An infant has been tested positive for monkeypox, making up one of the only two confirmed pediatric cases in the U.S.
Infant visiting DC tests positive for monkeypox
The child was visiting DC from the UK, DC Mayor Muriel Bowser confirmed during a press conference on Monday.
Bowser informed that the city began contact tracing immediately after the diagnosis.
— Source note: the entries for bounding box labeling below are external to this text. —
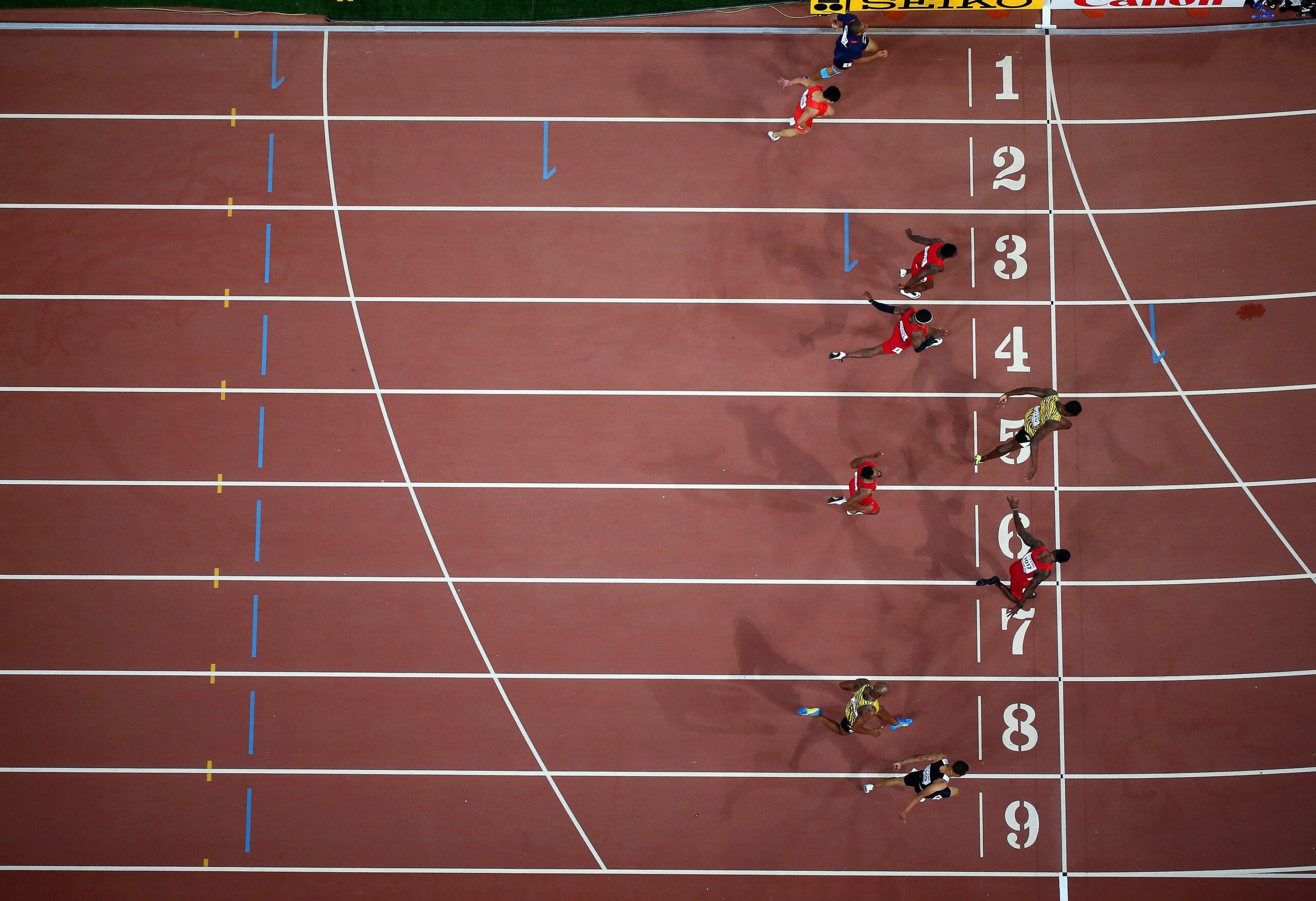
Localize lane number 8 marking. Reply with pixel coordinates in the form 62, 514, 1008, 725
992, 234, 1028, 280
1000, 704, 1037, 751
1006, 801, 1039, 850
991, 148, 1028, 191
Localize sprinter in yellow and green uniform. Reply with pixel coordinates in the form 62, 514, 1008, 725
796, 679, 913, 735
974, 388, 1083, 482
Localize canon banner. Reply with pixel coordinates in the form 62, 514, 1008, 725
1046, 0, 1244, 9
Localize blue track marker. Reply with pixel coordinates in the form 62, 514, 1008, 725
1147, 304, 1165, 363
270, 31, 283, 91
543, 120, 558, 179
847, 213, 860, 271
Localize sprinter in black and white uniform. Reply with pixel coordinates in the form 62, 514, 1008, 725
863, 753, 968, 819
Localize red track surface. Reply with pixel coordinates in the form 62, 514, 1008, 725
0, 13, 1316, 901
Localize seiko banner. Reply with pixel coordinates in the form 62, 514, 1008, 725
809, 0, 1042, 16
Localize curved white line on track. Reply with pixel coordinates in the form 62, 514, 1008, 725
0, 767, 1316, 781
0, 572, 1312, 589
0, 200, 1316, 213
0, 670, 1316, 684
0, 291, 1316, 305
0, 479, 1316, 493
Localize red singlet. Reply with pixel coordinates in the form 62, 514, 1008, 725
882, 306, 928, 354
850, 463, 878, 514
791, 85, 832, 133
1010, 544, 1051, 601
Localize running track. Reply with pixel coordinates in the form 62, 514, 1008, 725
0, 12, 1316, 899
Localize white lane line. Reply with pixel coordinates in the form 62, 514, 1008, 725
0, 479, 1316, 492
0, 289, 1316, 306
1043, 30, 1069, 884
968, 47, 974, 109
970, 316, 978, 379
974, 502, 984, 569
978, 694, 983, 760
0, 670, 1316, 684
321, 31, 607, 870
0, 767, 1316, 783
978, 794, 983, 858
1048, 73, 1316, 581
0, 572, 1311, 586
0, 384, 1316, 399
0, 862, 1316, 878
968, 225, 978, 288
0, 107, 1316, 127
974, 597, 983, 660
0, 199, 1316, 216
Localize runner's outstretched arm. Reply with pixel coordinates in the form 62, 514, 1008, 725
1006, 496, 1043, 547
996, 385, 1054, 407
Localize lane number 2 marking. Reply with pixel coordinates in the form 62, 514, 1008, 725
991, 148, 1028, 191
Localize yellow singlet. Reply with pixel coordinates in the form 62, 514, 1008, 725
1024, 395, 1061, 438
845, 683, 881, 726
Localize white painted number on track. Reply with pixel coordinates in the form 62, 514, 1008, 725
991, 148, 1028, 191
1000, 704, 1037, 751
996, 325, 1033, 372
996, 57, 1018, 100
1006, 801, 1038, 850
1000, 606, 1033, 655
996, 505, 1032, 560
991, 234, 1028, 282
1000, 419, 1033, 468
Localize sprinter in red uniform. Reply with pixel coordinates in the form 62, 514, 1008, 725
896, 229, 959, 300
827, 451, 882, 516
827, 291, 950, 360
767, 78, 841, 141
974, 497, 1070, 617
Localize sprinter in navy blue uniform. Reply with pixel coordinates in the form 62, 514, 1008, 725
784, 13, 887, 79
863, 753, 968, 822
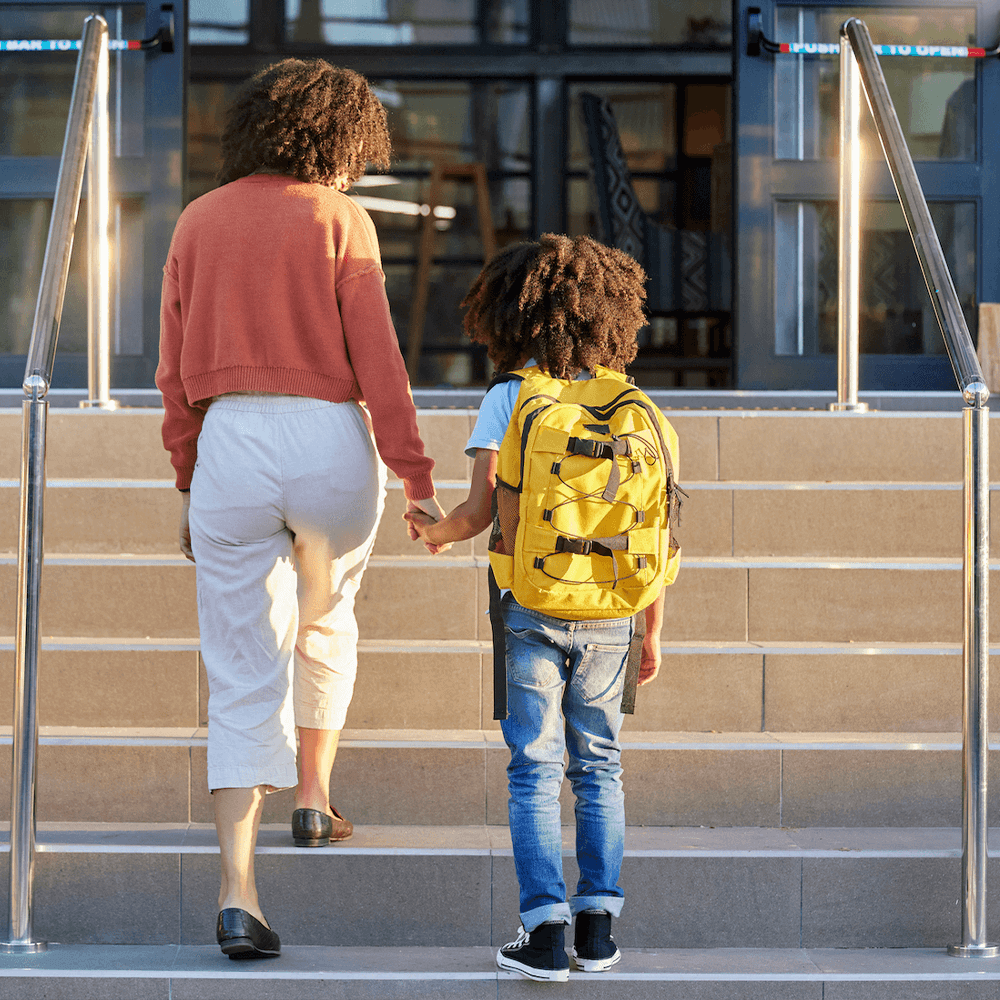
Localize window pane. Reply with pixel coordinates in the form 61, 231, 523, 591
572, 0, 733, 46
0, 4, 146, 156
0, 198, 145, 354
372, 80, 531, 170
285, 0, 492, 45
188, 0, 250, 45
774, 202, 976, 356
774, 7, 976, 160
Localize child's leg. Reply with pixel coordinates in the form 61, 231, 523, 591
501, 597, 570, 931
563, 619, 631, 917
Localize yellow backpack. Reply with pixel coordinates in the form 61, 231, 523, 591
490, 367, 680, 620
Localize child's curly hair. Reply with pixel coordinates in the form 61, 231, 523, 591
217, 59, 392, 184
462, 233, 646, 379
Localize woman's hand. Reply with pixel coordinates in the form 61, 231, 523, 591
403, 497, 452, 556
178, 492, 194, 562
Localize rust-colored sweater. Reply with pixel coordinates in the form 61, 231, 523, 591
156, 174, 434, 500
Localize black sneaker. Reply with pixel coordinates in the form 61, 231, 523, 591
573, 910, 622, 972
497, 922, 569, 983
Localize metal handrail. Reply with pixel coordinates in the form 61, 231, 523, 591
0, 14, 108, 953
839, 17, 1000, 958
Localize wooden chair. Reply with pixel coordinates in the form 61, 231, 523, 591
406, 163, 496, 383
580, 92, 731, 314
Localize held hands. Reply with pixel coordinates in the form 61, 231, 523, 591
403, 497, 451, 556
639, 632, 661, 687
178, 493, 194, 562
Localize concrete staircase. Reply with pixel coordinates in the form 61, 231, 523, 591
0, 397, 1000, 1000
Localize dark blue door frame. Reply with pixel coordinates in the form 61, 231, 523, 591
733, 0, 1000, 391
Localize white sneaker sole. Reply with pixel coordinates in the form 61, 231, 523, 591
573, 948, 622, 972
497, 949, 569, 983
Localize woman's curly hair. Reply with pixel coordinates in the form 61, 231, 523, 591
462, 233, 646, 379
218, 59, 392, 184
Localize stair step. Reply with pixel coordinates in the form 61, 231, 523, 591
0, 823, 1000, 952
0, 945, 1000, 1000
0, 479, 1000, 559
0, 729, 984, 827
0, 640, 1000, 732
0, 404, 1000, 482
0, 553, 1000, 643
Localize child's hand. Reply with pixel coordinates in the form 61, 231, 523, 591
403, 501, 451, 556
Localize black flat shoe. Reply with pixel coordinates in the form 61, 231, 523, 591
215, 906, 281, 958
292, 806, 354, 847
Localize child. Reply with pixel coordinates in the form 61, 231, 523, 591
405, 234, 663, 982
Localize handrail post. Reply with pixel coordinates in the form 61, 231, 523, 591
948, 385, 1000, 958
0, 375, 49, 953
0, 14, 108, 954
840, 17, 1000, 958
80, 27, 118, 410
829, 29, 868, 413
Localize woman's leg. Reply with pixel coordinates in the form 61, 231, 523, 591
285, 403, 388, 819
295, 726, 340, 817
212, 785, 268, 927
190, 397, 298, 923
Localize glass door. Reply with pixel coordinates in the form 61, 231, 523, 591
735, 0, 1000, 390
0, 0, 186, 388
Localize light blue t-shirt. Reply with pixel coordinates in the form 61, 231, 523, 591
465, 358, 593, 458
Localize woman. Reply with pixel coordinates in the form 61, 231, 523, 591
156, 59, 442, 958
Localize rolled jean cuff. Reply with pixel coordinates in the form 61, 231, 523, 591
521, 903, 573, 934
208, 764, 299, 792
569, 896, 625, 917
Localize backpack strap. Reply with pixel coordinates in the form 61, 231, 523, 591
486, 372, 524, 392
489, 566, 507, 719
622, 611, 646, 715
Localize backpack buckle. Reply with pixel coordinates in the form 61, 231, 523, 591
556, 535, 593, 556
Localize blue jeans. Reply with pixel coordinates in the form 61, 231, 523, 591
501, 594, 632, 931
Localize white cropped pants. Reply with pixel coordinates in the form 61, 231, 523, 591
190, 393, 386, 789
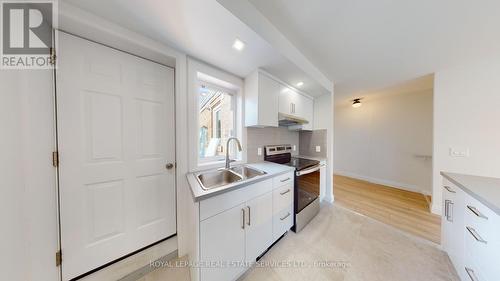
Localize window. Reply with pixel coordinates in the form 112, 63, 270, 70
198, 82, 236, 162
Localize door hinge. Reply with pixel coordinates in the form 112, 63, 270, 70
49, 47, 56, 65
52, 151, 59, 168
56, 250, 62, 266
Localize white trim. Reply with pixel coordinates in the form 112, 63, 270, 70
56, 1, 193, 280
185, 57, 246, 172
334, 170, 432, 195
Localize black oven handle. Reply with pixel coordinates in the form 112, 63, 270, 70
296, 164, 324, 177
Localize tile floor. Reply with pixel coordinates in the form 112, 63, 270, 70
140, 202, 459, 281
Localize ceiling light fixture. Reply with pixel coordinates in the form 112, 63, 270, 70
233, 38, 245, 51
352, 98, 363, 108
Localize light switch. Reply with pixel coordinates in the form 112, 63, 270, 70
450, 146, 470, 157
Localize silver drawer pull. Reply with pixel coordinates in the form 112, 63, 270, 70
247, 206, 251, 225
280, 189, 290, 195
465, 226, 488, 244
465, 267, 479, 281
467, 205, 488, 220
444, 185, 457, 193
241, 209, 245, 229
444, 200, 453, 222
280, 213, 290, 220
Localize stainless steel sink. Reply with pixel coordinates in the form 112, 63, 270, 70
196, 165, 266, 190
231, 165, 266, 179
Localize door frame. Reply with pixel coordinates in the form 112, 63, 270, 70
52, 29, 179, 280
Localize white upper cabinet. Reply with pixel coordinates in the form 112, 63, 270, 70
245, 70, 280, 127
278, 85, 314, 130
245, 70, 314, 130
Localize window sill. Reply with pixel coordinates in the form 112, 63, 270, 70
193, 160, 244, 172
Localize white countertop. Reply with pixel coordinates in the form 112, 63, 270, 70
441, 172, 500, 216
292, 155, 327, 163
186, 162, 295, 201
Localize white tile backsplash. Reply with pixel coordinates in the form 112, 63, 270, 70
247, 127, 299, 163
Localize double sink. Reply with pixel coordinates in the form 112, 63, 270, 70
196, 165, 266, 190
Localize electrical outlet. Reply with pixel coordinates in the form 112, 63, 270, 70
450, 147, 470, 157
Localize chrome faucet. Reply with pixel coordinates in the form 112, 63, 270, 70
226, 138, 241, 169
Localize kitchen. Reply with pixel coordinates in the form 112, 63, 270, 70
0, 0, 500, 281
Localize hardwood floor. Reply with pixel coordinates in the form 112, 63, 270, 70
333, 175, 441, 244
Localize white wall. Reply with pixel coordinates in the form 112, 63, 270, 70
313, 95, 333, 130
432, 58, 500, 214
0, 70, 59, 281
313, 93, 335, 202
334, 90, 433, 194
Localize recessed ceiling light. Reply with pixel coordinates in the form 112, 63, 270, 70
233, 38, 245, 51
352, 98, 363, 108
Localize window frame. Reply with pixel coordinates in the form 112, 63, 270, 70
196, 78, 238, 166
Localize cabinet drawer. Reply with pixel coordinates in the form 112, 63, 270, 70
200, 179, 273, 221
273, 184, 293, 213
273, 204, 293, 241
273, 172, 294, 188
465, 194, 500, 238
459, 260, 493, 281
464, 195, 500, 280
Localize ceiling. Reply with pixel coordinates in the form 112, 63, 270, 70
64, 0, 328, 96
335, 74, 434, 106
249, 0, 500, 99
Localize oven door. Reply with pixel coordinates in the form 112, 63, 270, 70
295, 164, 321, 214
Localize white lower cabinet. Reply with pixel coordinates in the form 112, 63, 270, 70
245, 192, 273, 262
199, 173, 293, 281
441, 176, 500, 281
200, 204, 245, 281
441, 179, 465, 278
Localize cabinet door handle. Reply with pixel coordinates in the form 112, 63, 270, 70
241, 209, 245, 229
280, 189, 290, 195
444, 185, 457, 193
444, 200, 450, 219
280, 178, 290, 182
280, 213, 290, 220
465, 226, 488, 244
465, 267, 479, 281
247, 206, 250, 225
445, 200, 453, 222
467, 205, 488, 220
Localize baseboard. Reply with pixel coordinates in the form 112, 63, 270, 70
80, 236, 177, 281
333, 171, 432, 195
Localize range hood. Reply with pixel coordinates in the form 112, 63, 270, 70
278, 112, 309, 127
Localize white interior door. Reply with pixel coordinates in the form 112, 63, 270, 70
56, 32, 176, 280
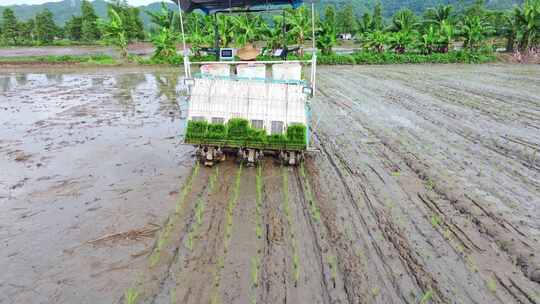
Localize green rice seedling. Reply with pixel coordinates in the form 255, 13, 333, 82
195, 198, 205, 225
251, 257, 260, 287
208, 166, 219, 193
327, 256, 338, 285
246, 128, 266, 145
420, 289, 433, 304
486, 277, 497, 293
206, 123, 227, 140
286, 124, 307, 145
175, 162, 201, 214
227, 118, 250, 140
300, 163, 321, 221
185, 232, 193, 251
431, 215, 442, 228
124, 288, 139, 304
186, 120, 208, 140
171, 288, 176, 304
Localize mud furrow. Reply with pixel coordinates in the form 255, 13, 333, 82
314, 133, 420, 303
170, 164, 236, 304
312, 69, 534, 302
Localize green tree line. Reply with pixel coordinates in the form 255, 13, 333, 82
0, 0, 145, 46
141, 0, 540, 62
0, 0, 540, 63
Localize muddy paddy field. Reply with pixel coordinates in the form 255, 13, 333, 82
0, 65, 540, 303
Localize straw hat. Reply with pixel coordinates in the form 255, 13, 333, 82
236, 43, 260, 60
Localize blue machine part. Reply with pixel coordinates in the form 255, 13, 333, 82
175, 0, 304, 14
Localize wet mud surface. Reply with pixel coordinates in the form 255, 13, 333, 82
0, 65, 540, 303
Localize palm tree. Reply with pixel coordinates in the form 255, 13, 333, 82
358, 13, 375, 33
362, 31, 389, 53
438, 20, 454, 53
389, 31, 416, 54
232, 14, 261, 47
501, 11, 520, 52
101, 7, 128, 58
286, 6, 311, 57
460, 16, 493, 50
420, 25, 440, 55
146, 2, 176, 29
514, 0, 540, 51
390, 8, 418, 32
261, 16, 285, 51
424, 5, 454, 25
317, 22, 336, 55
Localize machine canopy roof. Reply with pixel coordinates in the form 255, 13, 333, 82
175, 0, 304, 14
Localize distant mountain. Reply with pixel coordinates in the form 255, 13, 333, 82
0, 0, 523, 27
0, 0, 177, 25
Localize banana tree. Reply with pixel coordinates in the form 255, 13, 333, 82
261, 16, 284, 51
460, 16, 493, 50
317, 22, 336, 55
285, 6, 311, 57
146, 2, 176, 29
437, 20, 455, 53
514, 0, 540, 51
389, 31, 417, 54
100, 8, 129, 58
419, 25, 440, 54
362, 31, 390, 53
232, 15, 261, 47
390, 8, 419, 32
424, 5, 454, 25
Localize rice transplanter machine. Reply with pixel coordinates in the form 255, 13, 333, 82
173, 0, 317, 166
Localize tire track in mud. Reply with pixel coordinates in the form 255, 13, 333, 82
314, 132, 450, 303
219, 167, 259, 304
174, 162, 242, 304
258, 163, 291, 303
119, 164, 208, 304
314, 69, 534, 303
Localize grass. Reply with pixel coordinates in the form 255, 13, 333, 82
0, 55, 119, 65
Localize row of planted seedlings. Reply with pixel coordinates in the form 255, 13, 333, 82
250, 165, 264, 304
299, 163, 340, 288
210, 165, 243, 304
186, 118, 307, 150
123, 163, 200, 304
281, 167, 300, 287
184, 167, 219, 251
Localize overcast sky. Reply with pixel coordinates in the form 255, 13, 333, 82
0, 0, 161, 6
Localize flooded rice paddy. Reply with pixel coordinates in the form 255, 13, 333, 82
0, 65, 540, 303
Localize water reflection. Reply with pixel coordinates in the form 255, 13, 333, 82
153, 72, 180, 116
113, 73, 146, 111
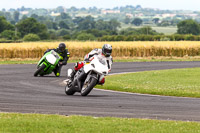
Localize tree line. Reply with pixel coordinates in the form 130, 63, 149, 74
0, 13, 200, 42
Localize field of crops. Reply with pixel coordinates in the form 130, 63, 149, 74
0, 41, 200, 59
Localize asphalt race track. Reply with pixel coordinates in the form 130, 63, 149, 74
0, 62, 200, 121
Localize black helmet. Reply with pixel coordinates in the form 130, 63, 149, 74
58, 43, 66, 52
102, 44, 112, 57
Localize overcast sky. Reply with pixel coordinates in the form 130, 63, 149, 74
0, 0, 200, 11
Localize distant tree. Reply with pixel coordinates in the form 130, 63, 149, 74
109, 19, 121, 31
60, 12, 71, 19
13, 11, 19, 22
56, 29, 70, 36
0, 16, 14, 33
77, 16, 95, 30
56, 6, 65, 13
124, 17, 131, 24
137, 26, 159, 35
131, 18, 143, 26
16, 18, 47, 37
31, 14, 39, 20
21, 15, 28, 20
23, 34, 40, 42
152, 18, 160, 24
77, 33, 95, 41
59, 21, 70, 29
157, 20, 171, 27
177, 20, 200, 35
0, 30, 15, 40
95, 19, 110, 30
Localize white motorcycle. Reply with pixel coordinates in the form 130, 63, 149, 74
65, 55, 109, 96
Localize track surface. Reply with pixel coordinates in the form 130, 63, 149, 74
0, 62, 200, 121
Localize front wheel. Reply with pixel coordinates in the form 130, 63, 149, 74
65, 84, 76, 95
81, 77, 97, 96
34, 64, 46, 77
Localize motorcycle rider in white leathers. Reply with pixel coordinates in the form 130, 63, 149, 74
69, 44, 113, 84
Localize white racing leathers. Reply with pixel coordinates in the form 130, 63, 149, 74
84, 49, 113, 71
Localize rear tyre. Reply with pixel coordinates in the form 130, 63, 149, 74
34, 64, 46, 77
81, 77, 97, 96
65, 84, 76, 95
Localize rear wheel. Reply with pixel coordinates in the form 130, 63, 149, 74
81, 77, 97, 96
34, 64, 46, 77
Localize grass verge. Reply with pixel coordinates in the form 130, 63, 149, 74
0, 56, 200, 64
96, 68, 200, 98
0, 113, 200, 133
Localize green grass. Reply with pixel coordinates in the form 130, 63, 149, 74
0, 57, 200, 64
0, 113, 200, 133
97, 68, 200, 98
121, 24, 177, 35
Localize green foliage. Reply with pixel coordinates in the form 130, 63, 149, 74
23, 33, 40, 42
63, 35, 71, 40
77, 33, 96, 41
98, 34, 200, 41
131, 18, 143, 26
177, 20, 200, 35
0, 16, 14, 33
16, 18, 47, 38
0, 30, 20, 40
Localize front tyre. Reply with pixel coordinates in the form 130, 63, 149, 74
81, 77, 97, 96
65, 84, 76, 95
34, 64, 46, 77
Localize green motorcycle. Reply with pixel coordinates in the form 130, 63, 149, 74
34, 50, 61, 77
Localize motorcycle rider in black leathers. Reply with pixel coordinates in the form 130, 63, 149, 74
44, 43, 70, 77
69, 44, 113, 84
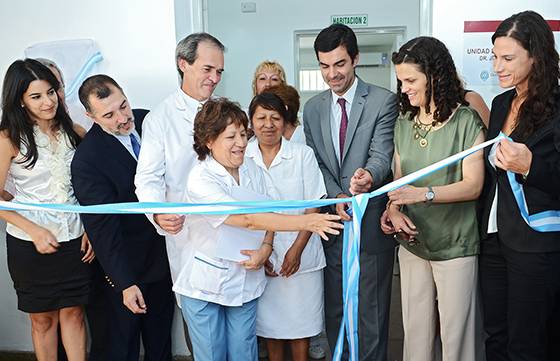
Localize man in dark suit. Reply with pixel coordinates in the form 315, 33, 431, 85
71, 75, 174, 361
303, 24, 398, 361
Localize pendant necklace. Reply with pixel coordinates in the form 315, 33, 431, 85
412, 115, 434, 148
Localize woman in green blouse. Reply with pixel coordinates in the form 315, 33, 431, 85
381, 37, 484, 361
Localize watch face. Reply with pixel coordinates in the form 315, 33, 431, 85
426, 191, 435, 201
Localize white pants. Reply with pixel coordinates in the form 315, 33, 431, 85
399, 247, 478, 361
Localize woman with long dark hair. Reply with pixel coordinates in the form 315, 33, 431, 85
480, 11, 560, 361
381, 37, 484, 361
0, 59, 92, 361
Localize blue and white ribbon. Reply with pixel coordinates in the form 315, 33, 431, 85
66, 51, 103, 98
507, 156, 560, 232
7, 134, 560, 361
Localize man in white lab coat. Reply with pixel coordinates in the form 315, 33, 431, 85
134, 33, 224, 350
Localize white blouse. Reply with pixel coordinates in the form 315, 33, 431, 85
245, 138, 327, 273
6, 126, 84, 242
173, 156, 272, 306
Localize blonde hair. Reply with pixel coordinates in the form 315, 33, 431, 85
253, 60, 286, 96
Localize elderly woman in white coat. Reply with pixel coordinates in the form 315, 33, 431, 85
247, 92, 327, 361
173, 99, 343, 361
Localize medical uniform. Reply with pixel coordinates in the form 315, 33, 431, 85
246, 139, 327, 339
134, 89, 202, 280
173, 156, 266, 361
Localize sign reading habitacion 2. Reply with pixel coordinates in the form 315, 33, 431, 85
331, 14, 368, 26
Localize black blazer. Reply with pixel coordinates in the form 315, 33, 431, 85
71, 118, 170, 292
480, 90, 560, 252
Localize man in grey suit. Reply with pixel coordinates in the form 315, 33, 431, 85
303, 24, 398, 361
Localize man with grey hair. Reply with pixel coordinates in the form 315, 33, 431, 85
134, 33, 224, 358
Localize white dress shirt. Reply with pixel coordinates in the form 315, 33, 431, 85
134, 88, 201, 280
331, 77, 358, 161
173, 156, 267, 306
290, 124, 305, 144
245, 139, 327, 273
110, 129, 142, 160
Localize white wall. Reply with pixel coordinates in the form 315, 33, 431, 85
432, 0, 560, 107
0, 0, 177, 108
203, 0, 420, 107
0, 0, 191, 355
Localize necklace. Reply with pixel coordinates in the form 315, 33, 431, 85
412, 115, 434, 148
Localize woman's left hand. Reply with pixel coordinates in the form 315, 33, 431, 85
80, 233, 95, 263
239, 245, 272, 270
496, 139, 533, 174
387, 185, 427, 206
280, 245, 303, 277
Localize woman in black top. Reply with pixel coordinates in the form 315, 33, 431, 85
479, 11, 560, 361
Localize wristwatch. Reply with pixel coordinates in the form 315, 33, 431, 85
424, 186, 436, 203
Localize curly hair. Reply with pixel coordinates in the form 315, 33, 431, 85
264, 84, 300, 127
193, 98, 249, 160
252, 60, 286, 96
492, 11, 560, 139
392, 36, 469, 122
0, 58, 81, 169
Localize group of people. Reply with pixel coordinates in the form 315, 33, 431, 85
0, 7, 560, 361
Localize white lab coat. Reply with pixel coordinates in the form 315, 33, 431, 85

She said that the family would remain in DC during the recovery period.
“The child is currently going through an isolation period and is stable and well,” a DC Health spokesperson wrote in a statement to DCist/WAMU on Monday.
“DC Health is monitoring them to ensure they follow the proper isolation protocols. As soon as the child is non-infectious, they will be returning home to the U.K.”
The news comes just a week after the first case of monkeypox was reported involving a toddler in California. Health officials had hinted toward another case involving an infant who was not a U.S. resident but tested while in D.C.
The isolation time for an MPV infection can vary between two to four weeks, or until a rash has healed completely and a new layer of skin is formed, said DC Health official Patrick Ashley.
No additional information was provided about the child by the mayor.
Last week, DC Health officials announced that the city had 120 confirmed cases of MPV per capita. Officials have yet to release updated numbers.
What is monkeypox virus?
MPV is a virus in the same genus as smallpox. It first presents with flu-like symptoms, including fatigue, fever, and muscle aches, followed by a rash. It is contagious and can be spread through close contact with an infectious rash, sore, or lesion, or through prolonged face-to-face contact, like sexual activity or physical touch. It can also be spread by sharing towels, beddings, and clothing.
Officials across the U.S. have been playing catchup to curb the spread of the virus since it first presented in a patient in May.